Keyakinan ini begitu kuat, sehingga tak seorang pun berani membantah. Hingga datanglah seorang mahasiswa kedokteran bernama Roger Bannister, yang berpikir: “Kalau memang tidak mungkin, kenapa tidak saya coba sendiri?”
Roger bukan pelari profesional. Latihannya pun seadanya. Di tengah kesibukan kuliah, dia menyempatkan waktu berlatih sendiri—tanpa pelatih, tanpa sponsor, dan tanpa alat modern. Hanya keyakinan dan tekad.
*Satu hal yang dia miliki, dan dunia tidak: cara pandang yang berbeda. Dia tidak menerima mentah-mentah batasan yang ditanamkan oleh masyarakat.*
Hari itu, 6 Mei 1954, di Oxford, Inggris. Cuaca berangin dan dingin. Banyak orang menyarankan Roger untuk menunda percobaannya. Tapi dia tahu, ini bukan soal cuaca—ini soal momentum.
Didampingi dua teman pelari sebagai pacemakers untuk menjaga ritme, Roger berlari sekuat tenaga, menantang semua opini, data medis, dan dogma dunia. Ketika komentator mengumumkan hasil waktunya, suara sorakan langsung pecah:
“Tiga menit… lima puluh sembilan koma empat detik!”
Tembok empat menit itu runtuh.
Dan inilah yang menarik: dalam 46 hari setelah Roger mencetak sejarah, John Landy, pelari asal Australia, juga berhasil menembus batas itu.

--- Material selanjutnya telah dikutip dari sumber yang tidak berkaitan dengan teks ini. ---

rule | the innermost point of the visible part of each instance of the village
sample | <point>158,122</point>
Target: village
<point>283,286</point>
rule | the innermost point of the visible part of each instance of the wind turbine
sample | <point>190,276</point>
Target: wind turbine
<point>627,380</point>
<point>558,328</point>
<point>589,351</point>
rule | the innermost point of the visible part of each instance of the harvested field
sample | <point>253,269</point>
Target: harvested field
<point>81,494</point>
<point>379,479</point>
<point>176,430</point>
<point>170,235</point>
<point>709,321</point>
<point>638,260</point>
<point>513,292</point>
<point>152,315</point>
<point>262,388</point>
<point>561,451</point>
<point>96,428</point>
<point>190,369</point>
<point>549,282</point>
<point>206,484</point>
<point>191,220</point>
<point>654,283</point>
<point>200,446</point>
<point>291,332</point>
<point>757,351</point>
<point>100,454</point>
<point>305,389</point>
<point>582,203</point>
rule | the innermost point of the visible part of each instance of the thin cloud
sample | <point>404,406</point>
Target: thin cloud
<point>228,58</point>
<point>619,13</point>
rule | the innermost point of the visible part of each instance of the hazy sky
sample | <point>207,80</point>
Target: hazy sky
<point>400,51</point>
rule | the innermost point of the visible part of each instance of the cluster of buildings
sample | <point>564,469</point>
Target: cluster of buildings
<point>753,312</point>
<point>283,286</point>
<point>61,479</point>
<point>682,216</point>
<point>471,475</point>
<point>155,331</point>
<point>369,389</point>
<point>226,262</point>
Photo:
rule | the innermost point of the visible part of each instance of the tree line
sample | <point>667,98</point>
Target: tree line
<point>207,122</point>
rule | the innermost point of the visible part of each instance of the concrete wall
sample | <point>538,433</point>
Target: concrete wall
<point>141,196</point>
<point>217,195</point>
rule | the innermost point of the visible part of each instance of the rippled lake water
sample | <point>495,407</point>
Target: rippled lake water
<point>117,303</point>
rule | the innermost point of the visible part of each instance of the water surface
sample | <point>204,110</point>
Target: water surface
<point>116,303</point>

Setahun kemudian, lusinan pelari lainnya mengikuti.
Apakah mereka tiba-tiba lebih kuat secara fisik? Tidak.
Yang berubah adalah keyakinan mereka.
Sampai saat itu, penghalang itu bukan di kaki mereka—tapi di kepala mereka. Begitu ada orang yang membuktikan bahwa itu bisa dilakukan, batas itu kehilangan kuasanya.
Bukankah begitu juga dengan hidup kita?
Seringkali, kita tidak maju bukan karena kita tidak mampu, tapi karena kita percaya bahwa kita tidak mampu. Ada suara-suara di sekitar kita, kadang dari keluarga, lingkungan, bahkan dari dalam diri sendiri, yang berkata:
"Sudah terlambat."
"Kamu bukan siapa-siapa."
"Kamu tidak cukup pintar."
"Itu mustahil dilakukan."
Roger Bannister tidak menunggu semua orang setuju. Dia tidak butuh semua kondisi ideal. Dia hanya butuh satu hal: keyakinan bahwa batas itu bisa dirobohkan.
Firman Tuhan berkata bahwa iman adalah dasar dari segala sesuatu yang kita harapkan, dan bukti dari sesuatu yang tidak kita lihat.
"Artinya, kita harus melihat terlebih dahulu dengan mata iman sebelum bisa mengalaminya dalam dunia nyata."
Kisah diatas sedikit mirip dengan "Keyakinan" atau iman aku saat menyetujui untuk ikut serta dalam rencana pendakian Gunung Kerinci via Kersik Tuo, 22 - 23 Agustus 2025.
Gila! Gunung tertinggi kedua di Indonesia, yang dikenal dengan Puncak Indrapura (3805 mdpl) dan di daki hanya dengan 2 (dua) hari saja? Itu adalah penggalan kalimat yang juga terlintas dikepala dan ber kalkulasi berapa banyak latihan untuk mencapai, apakah siap, apakah mampu dan lain sebagainya.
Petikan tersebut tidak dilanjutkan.